Tuesday, 4 November 2008

Next steps

I had another visit to the hospital yesterday, starting at 4.30am when the alarm woke me with time to drive to Bangor and catch an early train. This visit was rather different for I was to see a new consultant (in a different clinic) who deals with intra-ocular lenses and retinas. For the time being, the glaucoma is controlled by the tube implant.

After preliminary examinations by a junior doctor, I saw Mr Charles, the consultant, a very busy man who is constantly being interrupted by juniors seeking advice about the patients they are examining. The same sort of thing happened with Miss Fenerty.

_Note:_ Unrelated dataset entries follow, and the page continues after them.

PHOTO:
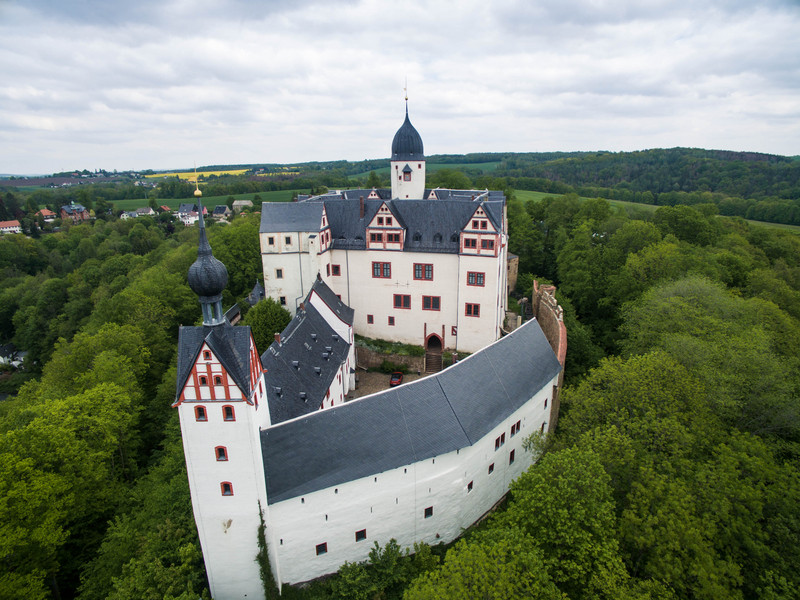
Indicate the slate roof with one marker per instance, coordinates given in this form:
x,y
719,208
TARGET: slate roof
x,y
231,345
344,312
413,422
279,217
304,363
424,217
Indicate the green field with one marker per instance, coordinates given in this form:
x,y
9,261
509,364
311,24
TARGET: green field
x,y
208,201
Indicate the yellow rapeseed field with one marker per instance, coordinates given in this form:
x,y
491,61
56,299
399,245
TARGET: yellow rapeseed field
x,y
189,175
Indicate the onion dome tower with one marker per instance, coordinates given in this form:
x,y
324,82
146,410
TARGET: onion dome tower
x,y
207,276
408,162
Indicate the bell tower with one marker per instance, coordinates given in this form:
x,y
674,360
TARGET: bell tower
x,y
408,162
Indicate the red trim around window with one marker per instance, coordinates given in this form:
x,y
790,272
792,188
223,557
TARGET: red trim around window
x,y
472,310
476,278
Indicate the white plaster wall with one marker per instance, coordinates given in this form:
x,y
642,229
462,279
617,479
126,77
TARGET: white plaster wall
x,y
392,504
414,189
227,525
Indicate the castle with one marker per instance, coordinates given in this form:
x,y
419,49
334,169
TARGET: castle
x,y
271,436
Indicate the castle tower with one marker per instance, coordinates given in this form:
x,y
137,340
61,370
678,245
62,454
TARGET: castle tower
x,y
221,404
407,163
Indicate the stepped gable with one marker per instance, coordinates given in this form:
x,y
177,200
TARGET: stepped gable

Mr Charles had a very close look at both my eyes, pronouncing my normal one to be healthy as he did so. That's good news. As for my troublesome eye, he laid out the options. Option 1 was do nothing which would result in poor vision getting worse as the dispaced lens inside does ever more damage to the cornea's internal surface, causing increasing cloudiness - oedema - and resulting in time in virtually no vision. The lens might even slip round to the back of the eye, causing retinal detachment. Option 2 was to undergo a rather complicated operation under general anaesthetic during which he would perform several things:
  • vitrectomy: removal of the vitrous jelly which fills the back of the eye. It was shreds of this which blocked the tube a while back
  • an injection into the macular to clear the swelling which gives me the sea urchin effect I described in my last post
  • removal of the displaced lens
  • insertion and suturing of a new lens to replace it, a difficult thing to do given the state of my eye but, in his opinion, worth having a go at

He was quite open about the chances of success which are no more than good for an eye like mine. He's done many of these lens operations, he said, and none have gone wrong but there would always by a chance of various complications. My eye is, as he said, a very difficult problem. Even so, he seemed to think the risks worth taking, given the alternative. I agreed and the operation is to be in about 2 months. If the operation is successful, I should gain better vision but the cornea will not recover and so I may need a complete corneal graft in a year or so.

Before leaving, I had to have the usual pre-operative check-up: blood samples, ECG, MRSA swabs and so on. I also had to have some measurements of the eye to enable them to order a new lens to the specifications needed by my eye. These measurement were not easy, as it turned out, since the normal laser machine couldn't record anything because of the cloudy cornea. So the operator of the machine had to use an ultrasound proble pressed against the eye surface repeatedly. Her aim was to get consistent results and it was some time before she managed to do this.

I arrived home in the evening to an empty and dark house because Val had left that same morning to visit Suzanne in Sheffield for 3 days. I was rather tired having had a poor night's sleep - as one does when needing to get up very early. I had a good sleep last night and today, reflecting on what will be happening, feel fairly positive about it all.